The usual prescriptivist way of handling this, however, is to say that one should not use the word fuck, because it will offend people and indispose them toward you. But by putting it this way, the prescriptivist has prejudged the ethical issue: he has assumed an ethical rule, whose rough form is "you should not offend others or otherwise deliberately indispose them toward you."

This is an example involving vulgar vocabulary, but the general principle just doesn't rely on that detail at all; proscriptions are frequently couched in terms like that: "you should not talk that way, because 'people' (and I will not bother to state who these people are) will think bad things about you." I say that the prescriptivist, qua grammarian, has no damn business sneaking in dubious moral principles into his prescriptions.

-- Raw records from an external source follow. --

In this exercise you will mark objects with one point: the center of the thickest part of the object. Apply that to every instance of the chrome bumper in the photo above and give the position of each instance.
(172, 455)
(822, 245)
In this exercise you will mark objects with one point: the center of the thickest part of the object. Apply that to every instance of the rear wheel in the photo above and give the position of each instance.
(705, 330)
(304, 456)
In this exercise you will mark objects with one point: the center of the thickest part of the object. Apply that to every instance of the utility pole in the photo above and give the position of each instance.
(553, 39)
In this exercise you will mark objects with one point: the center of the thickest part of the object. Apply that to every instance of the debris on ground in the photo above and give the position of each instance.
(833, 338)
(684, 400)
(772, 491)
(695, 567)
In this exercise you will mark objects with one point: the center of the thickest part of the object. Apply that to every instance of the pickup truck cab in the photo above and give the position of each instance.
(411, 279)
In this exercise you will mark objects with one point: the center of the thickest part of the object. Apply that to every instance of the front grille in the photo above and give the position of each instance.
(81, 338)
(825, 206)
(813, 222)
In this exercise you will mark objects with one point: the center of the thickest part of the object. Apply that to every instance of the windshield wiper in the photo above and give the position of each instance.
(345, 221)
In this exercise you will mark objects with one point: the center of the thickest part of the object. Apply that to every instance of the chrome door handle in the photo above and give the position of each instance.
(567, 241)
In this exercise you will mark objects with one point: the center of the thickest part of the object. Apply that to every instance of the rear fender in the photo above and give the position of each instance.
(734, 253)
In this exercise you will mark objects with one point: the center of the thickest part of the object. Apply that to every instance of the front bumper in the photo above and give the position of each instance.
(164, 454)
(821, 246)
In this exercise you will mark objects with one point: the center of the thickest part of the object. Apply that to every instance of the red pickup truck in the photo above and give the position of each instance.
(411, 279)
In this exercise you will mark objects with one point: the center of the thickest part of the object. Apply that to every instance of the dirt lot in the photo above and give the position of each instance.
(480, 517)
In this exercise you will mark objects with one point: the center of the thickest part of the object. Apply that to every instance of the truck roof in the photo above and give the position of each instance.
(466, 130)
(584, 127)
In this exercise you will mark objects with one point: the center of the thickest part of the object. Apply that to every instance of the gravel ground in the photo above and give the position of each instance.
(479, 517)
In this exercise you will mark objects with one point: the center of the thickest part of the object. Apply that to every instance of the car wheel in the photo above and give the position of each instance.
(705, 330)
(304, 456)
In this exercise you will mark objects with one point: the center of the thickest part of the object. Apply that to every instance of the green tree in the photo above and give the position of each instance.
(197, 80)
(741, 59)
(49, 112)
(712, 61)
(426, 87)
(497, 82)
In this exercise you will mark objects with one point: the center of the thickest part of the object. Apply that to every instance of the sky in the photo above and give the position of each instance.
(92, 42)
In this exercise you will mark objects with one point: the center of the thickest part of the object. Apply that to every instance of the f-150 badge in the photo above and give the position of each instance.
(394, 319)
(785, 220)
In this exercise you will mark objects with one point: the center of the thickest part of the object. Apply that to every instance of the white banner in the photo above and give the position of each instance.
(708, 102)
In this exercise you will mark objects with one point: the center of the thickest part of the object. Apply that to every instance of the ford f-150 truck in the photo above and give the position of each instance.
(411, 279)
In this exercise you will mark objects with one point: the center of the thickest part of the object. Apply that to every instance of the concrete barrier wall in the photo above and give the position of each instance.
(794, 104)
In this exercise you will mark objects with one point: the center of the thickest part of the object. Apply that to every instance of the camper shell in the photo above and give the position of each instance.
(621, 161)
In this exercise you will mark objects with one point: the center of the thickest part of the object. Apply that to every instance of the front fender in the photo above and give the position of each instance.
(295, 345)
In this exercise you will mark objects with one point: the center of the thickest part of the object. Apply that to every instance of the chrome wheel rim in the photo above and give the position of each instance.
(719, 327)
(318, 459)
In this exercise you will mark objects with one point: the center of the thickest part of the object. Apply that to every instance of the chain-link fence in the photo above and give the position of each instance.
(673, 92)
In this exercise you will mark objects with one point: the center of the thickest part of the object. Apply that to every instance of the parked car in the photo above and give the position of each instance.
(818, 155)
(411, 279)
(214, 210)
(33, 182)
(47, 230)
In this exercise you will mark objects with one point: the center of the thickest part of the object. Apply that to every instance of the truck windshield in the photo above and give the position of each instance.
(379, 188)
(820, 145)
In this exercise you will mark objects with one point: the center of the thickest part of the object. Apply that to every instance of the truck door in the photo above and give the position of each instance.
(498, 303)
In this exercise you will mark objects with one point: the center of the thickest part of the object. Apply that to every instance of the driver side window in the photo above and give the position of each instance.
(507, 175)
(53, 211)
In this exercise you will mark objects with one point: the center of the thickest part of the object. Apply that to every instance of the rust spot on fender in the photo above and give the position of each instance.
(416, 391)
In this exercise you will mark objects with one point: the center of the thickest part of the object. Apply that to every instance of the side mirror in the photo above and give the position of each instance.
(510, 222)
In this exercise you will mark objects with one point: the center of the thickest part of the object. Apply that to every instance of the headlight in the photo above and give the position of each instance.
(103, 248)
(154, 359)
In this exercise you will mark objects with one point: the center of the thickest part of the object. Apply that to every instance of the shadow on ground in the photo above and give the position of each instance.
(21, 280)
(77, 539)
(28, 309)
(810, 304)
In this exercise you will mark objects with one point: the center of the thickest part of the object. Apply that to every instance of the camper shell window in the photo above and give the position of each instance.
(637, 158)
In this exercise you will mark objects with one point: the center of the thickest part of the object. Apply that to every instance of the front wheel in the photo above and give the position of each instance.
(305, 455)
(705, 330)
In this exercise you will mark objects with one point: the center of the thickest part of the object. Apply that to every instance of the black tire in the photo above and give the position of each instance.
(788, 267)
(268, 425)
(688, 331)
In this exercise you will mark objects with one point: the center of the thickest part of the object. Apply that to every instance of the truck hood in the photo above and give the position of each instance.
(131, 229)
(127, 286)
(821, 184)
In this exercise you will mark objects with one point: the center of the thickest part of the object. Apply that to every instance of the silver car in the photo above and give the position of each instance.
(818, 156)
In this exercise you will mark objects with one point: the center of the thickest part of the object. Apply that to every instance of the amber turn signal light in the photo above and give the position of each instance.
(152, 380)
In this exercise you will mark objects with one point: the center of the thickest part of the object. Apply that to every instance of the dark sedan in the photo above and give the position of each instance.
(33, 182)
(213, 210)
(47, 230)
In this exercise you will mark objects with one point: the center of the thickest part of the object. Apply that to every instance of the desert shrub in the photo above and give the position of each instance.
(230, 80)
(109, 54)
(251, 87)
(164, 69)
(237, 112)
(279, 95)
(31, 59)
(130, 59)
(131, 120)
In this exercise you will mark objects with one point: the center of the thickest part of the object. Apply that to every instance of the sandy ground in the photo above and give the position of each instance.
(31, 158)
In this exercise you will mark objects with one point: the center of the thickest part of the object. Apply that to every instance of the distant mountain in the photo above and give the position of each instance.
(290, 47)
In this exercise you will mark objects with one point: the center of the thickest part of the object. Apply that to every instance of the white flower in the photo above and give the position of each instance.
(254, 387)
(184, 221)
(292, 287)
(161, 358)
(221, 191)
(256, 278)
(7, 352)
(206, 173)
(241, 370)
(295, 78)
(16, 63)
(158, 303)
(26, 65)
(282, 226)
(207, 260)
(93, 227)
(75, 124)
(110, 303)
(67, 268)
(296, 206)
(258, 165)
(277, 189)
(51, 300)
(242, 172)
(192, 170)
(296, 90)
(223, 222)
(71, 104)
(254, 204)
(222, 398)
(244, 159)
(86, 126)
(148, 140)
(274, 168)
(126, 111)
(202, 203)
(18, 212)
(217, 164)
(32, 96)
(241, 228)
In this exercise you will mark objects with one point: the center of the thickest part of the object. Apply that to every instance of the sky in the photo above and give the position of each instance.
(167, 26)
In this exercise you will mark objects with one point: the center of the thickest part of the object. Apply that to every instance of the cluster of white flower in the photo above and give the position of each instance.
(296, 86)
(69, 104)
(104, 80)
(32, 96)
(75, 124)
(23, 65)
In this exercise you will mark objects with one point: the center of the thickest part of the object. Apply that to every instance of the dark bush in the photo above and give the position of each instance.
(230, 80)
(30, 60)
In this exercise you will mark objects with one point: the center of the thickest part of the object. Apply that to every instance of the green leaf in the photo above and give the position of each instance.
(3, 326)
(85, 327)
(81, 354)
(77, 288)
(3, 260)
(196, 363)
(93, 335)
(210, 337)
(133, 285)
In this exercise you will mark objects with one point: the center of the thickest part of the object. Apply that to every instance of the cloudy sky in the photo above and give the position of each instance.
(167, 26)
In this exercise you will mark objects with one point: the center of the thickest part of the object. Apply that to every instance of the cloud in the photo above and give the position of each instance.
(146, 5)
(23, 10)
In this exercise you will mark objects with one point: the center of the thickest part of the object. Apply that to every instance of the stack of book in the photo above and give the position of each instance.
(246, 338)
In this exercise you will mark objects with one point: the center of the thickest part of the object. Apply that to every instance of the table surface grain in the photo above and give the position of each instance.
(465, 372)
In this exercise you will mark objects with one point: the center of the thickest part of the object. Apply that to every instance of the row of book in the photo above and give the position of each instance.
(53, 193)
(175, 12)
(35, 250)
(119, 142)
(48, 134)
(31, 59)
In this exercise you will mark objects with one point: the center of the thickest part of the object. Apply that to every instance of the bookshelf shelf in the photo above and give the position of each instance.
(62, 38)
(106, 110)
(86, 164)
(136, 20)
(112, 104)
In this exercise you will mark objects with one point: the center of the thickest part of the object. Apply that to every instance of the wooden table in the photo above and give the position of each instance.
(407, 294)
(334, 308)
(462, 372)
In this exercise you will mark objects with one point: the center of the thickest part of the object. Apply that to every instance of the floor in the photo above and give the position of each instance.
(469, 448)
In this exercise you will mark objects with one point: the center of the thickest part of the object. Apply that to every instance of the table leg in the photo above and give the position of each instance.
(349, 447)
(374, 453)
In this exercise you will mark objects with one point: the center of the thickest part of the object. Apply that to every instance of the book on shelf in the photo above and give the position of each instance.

Then there's the problem that the unspecified "people" in the formula above refers, usually, to one of two groups: (a) mainstream middle-class society (sorry for being so redundant), and (b) people who proscribe the usage that is being proscribed. In the first case, it's just reinforcing prejudice. The second one is the silly game where the "grammarian" proscribes usages that are in fact standard, and tells you that you should follow the proscription because people who have the habit of proscribing standard usages are going to think Bad Things about you (best illustrated by arguments along the lines of "yeah, there's nothing wrong grammatically with split infinitives, but you should still avoid them, because people think that there's something wrong with them").

And then, suppose I spend a couple of days writing an article for a general audience, and I give it to somebody to proofread. Here's a sample of possible things they could say:
  • "I did not understand such-and-such paragraph; when I read it, I thought this and this, and that got me confused." That's a very helpful sort of answer.
  • "You used split infinitives throughout." "Sure, but did you understand it?" "What? I don't really remember what it said, I just mechanically scanned it for grammatical errors." "I hereby request that you go introduce yourself to the Prince of Hell at his residence."


I'm not saying that all prescriptivists are bigoted against racial minorities.

The sociological theory of racism has nothing to do with "bigotry," doesn't hold any one individual attitude to be either sufficient or necessary condition for racism, and only touches on such attitudes indirectly. The basic fact of racism is that, for all kinds of measures, when one compares apples to apples (i.e. controls for variation in gender, income, education, etc.), racial minorities do worse than mainstream society. The big question then is what are the factors that cause and maintain this disparity; language variation provides one whole family of such factors.

One should not allow people to assume that "racism" means "bigotry against black people."